Las federaciones de fútbol de Egipto e Irán han rechazado formalmente que el partido que enfrentará a ambas selecciones en el Mundial de 2026 coincida en Seattle con los actos del «orgullo LGTBI», previstos para el 26 de junio, y han trasladado su protesta a la FIFA por lo que consideran una vulneración de sus principios culturales y religiosos.
La Asociación Egipcia de Fútbol confirmó que remitió una comunicación oficial al secretario general del organismo internacional, Mattias Grafström, en la que expresa su oposición total a que se promuevan actividades vinculadas a la homosexualidad en el marco del partido. En su escrito, la federación argumenta que este tipo de celebraciones chocan frontalmente con las tradiciones sociales y religiosas predominantes en los países árabes e islámicos, y apela además a la obligación de neutralidad ideológica que, según afirma, recogen los estatutos de la FIFA.
Desde Teherán, el presidente de la Federación Iraní de Fútbol, Mehdi Taj, se ha pronunciado en términos similares. Según la agencia ISNA, calificó la coincidencia del encuentro con el Orgullo como una iniciativa «injustificada e ilógica», al entender que supone tomar partido por un colectivo concreto. En el contexto legal iraní, las relaciones homosexuales están penalizadas y pueden acarrear condenas extremadamente severas. En Egipto, aunque no existe una tipificación explícita, se recurre a leyes sobre moralidad y religión para perseguirlas.
El encuentro fue etiquetado como «partido del orgullo» por los organizadores locales antes incluso de conocerse qué selecciones lo disputarían, y en la ciudad de Seattle no está previsto cancelar ni modificar el calendario de celebraciones. La FIFA, por su parte, sólo tiene competencias directas sobre el estadio y los espacios oficiales de aficionados, pero no sobre los eventos organizados por la comunidad local.

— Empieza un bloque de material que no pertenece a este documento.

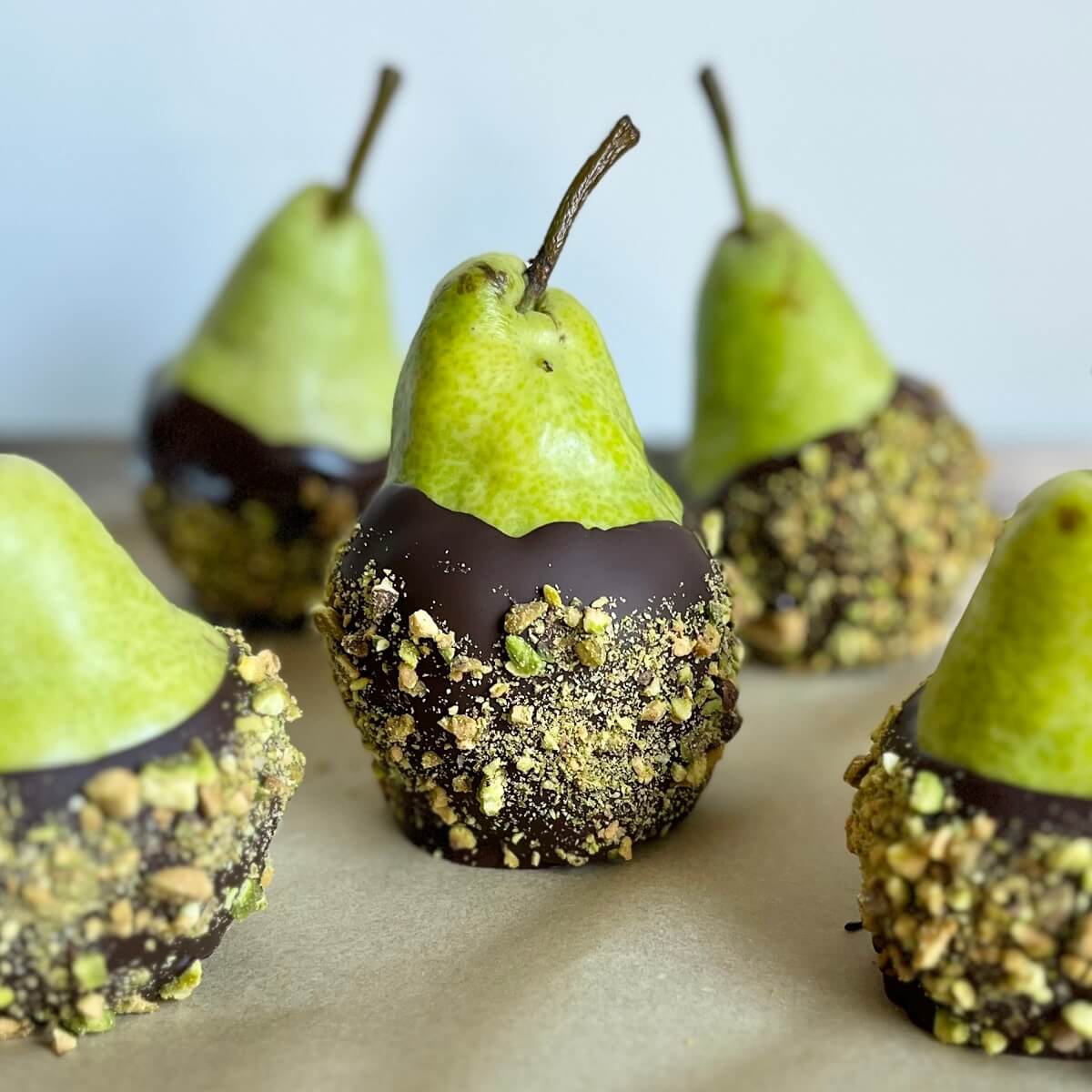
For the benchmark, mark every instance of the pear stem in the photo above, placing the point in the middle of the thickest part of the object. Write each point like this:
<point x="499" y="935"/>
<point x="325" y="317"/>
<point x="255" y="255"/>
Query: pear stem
<point x="389" y="80"/>
<point x="713" y="88"/>
<point x="620" y="141"/>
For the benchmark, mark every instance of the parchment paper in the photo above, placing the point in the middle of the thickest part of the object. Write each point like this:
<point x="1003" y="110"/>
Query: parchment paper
<point x="715" y="959"/>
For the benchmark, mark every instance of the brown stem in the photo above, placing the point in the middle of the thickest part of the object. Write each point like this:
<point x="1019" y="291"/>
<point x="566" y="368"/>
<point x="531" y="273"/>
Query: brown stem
<point x="713" y="88"/>
<point x="389" y="80"/>
<point x="621" y="140"/>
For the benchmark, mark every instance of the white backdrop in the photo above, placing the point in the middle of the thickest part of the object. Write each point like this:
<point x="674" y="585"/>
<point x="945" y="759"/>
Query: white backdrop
<point x="938" y="151"/>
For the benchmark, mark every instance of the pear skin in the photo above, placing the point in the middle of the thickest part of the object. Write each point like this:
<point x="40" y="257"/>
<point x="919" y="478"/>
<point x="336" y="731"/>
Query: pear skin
<point x="784" y="356"/>
<point x="93" y="659"/>
<point x="509" y="407"/>
<point x="519" y="418"/>
<point x="299" y="345"/>
<point x="1011" y="698"/>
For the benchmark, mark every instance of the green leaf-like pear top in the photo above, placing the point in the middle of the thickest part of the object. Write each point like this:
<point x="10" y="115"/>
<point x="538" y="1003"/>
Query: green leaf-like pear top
<point x="299" y="345"/>
<point x="784" y="355"/>
<point x="519" y="418"/>
<point x="1011" y="698"/>
<point x="93" y="659"/>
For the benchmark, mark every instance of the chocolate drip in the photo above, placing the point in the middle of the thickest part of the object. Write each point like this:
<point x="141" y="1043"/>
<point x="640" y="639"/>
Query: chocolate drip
<point x="197" y="452"/>
<point x="472" y="572"/>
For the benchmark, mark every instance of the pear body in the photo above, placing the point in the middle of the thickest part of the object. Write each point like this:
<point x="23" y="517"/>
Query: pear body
<point x="1011" y="698"/>
<point x="519" y="418"/>
<point x="93" y="659"/>
<point x="784" y="355"/>
<point x="299" y="347"/>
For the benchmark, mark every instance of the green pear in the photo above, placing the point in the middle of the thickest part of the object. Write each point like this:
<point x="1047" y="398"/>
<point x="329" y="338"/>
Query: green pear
<point x="1011" y="698"/>
<point x="509" y="407"/>
<point x="299" y="345"/>
<point x="93" y="659"/>
<point x="784" y="355"/>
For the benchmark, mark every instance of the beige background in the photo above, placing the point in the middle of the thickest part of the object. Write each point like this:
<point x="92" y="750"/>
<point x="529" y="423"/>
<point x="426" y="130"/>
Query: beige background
<point x="716" y="959"/>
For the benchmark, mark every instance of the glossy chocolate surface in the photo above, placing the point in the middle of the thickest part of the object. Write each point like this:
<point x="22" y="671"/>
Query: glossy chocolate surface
<point x="469" y="573"/>
<point x="197" y="452"/>
<point x="472" y="572"/>
<point x="49" y="790"/>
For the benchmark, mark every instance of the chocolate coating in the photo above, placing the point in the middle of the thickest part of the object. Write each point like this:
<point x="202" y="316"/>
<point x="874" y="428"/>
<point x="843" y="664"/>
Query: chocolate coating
<point x="250" y="524"/>
<point x="851" y="547"/>
<point x="101" y="900"/>
<point x="49" y="790"/>
<point x="1015" y="808"/>
<point x="476" y="572"/>
<point x="909" y="394"/>
<point x="468" y="574"/>
<point x="202" y="454"/>
<point x="976" y="896"/>
<point x="45" y="791"/>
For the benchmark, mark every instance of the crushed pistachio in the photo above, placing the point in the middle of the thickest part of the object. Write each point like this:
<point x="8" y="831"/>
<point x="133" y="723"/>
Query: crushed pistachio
<point x="855" y="546"/>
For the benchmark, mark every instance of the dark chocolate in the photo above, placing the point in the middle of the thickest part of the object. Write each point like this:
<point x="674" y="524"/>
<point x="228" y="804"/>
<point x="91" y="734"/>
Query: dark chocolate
<point x="49" y="790"/>
<point x="1015" y="808"/>
<point x="42" y="792"/>
<point x="1019" y="813"/>
<point x="472" y="572"/>
<point x="199" y="453"/>
<point x="910" y="393"/>
<point x="469" y="574"/>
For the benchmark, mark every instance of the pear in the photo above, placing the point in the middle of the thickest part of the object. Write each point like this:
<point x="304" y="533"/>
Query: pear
<point x="94" y="659"/>
<point x="540" y="655"/>
<point x="784" y="355"/>
<point x="509" y="407"/>
<point x="298" y="348"/>
<point x="1011" y="698"/>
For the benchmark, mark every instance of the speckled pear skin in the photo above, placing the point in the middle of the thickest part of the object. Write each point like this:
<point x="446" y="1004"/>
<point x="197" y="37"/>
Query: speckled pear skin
<point x="1011" y="698"/>
<point x="784" y="356"/>
<point x="519" y="419"/>
<point x="299" y="345"/>
<point x="93" y="659"/>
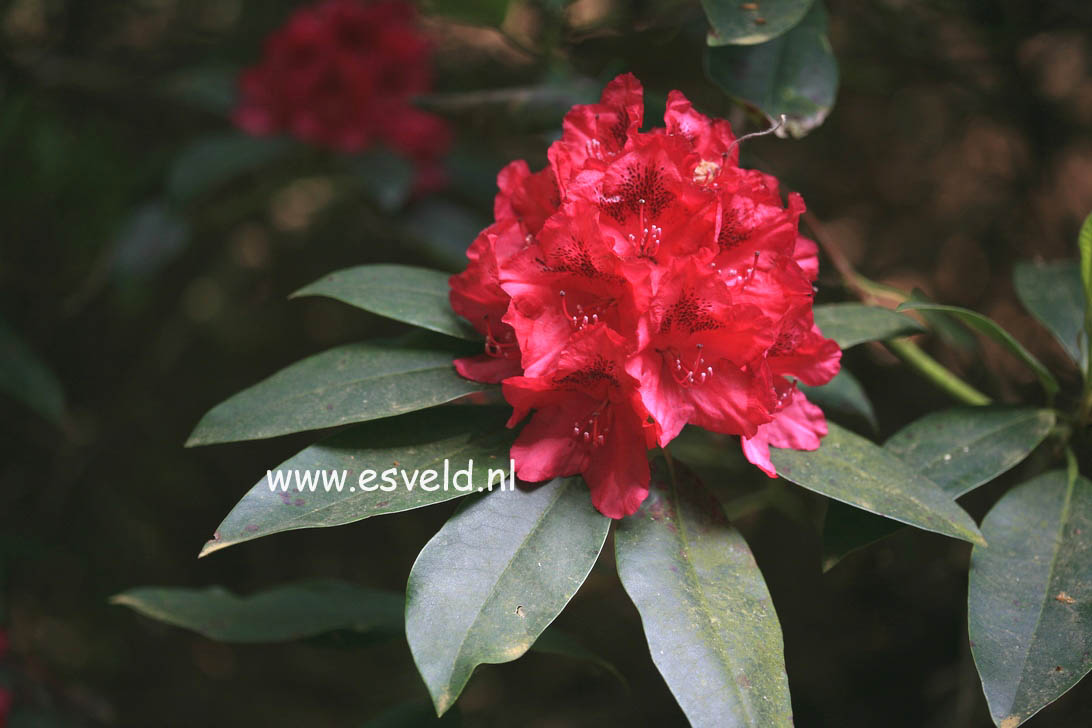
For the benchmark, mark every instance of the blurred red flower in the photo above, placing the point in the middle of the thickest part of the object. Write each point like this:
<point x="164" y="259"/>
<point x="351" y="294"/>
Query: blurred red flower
<point x="641" y="283"/>
<point x="343" y="73"/>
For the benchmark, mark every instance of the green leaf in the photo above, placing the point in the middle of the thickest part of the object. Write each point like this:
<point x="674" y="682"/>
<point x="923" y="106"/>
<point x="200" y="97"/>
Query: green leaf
<point x="854" y="323"/>
<point x="442" y="230"/>
<point x="1053" y="293"/>
<point x="950" y="330"/>
<point x="556" y="642"/>
<point x="989" y="327"/>
<point x="795" y="74"/>
<point x="1030" y="596"/>
<point x="957" y="449"/>
<point x="854" y="470"/>
<point x="417" y="442"/>
<point x="707" y="612"/>
<point x="1084" y="243"/>
<point x="479" y="12"/>
<point x="964" y="448"/>
<point x="495" y="576"/>
<point x="352" y="383"/>
<point x="214" y="160"/>
<point x="733" y="24"/>
<point x="843" y="394"/>
<point x="292" y="611"/>
<point x="388" y="177"/>
<point x="25" y="378"/>
<point x="414" y="714"/>
<point x="413" y="295"/>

Hasta el momento, el máximo organismo del fútbol mundial no ha emitido ninguna valoración pública sobre la queja de Egipto e Irán. Sin embargo, la polémica recuerda inevitablemente a lo sucedido en el Mundial de Catar de 2022, cuando varias selecciones pretendían que sus capitanes lucieran el brazalete ‘One Love’, con los colores del arcoíris, como gesto simbólico contra la discriminación. Finalmente, la FIFA prohibió su uso y advirtió de posibles sanciones deportivas.
La coincidencia entre un partido del Mundial y una de las principales celebraciones del Orgullo en Estados Unidos vuelve así a situar en primer plano el choque entre valores culturales, derechos humanos y el principio de neutralidad que la FIFA defiende públicamente, aunque no siempre logra mantener sin controversia.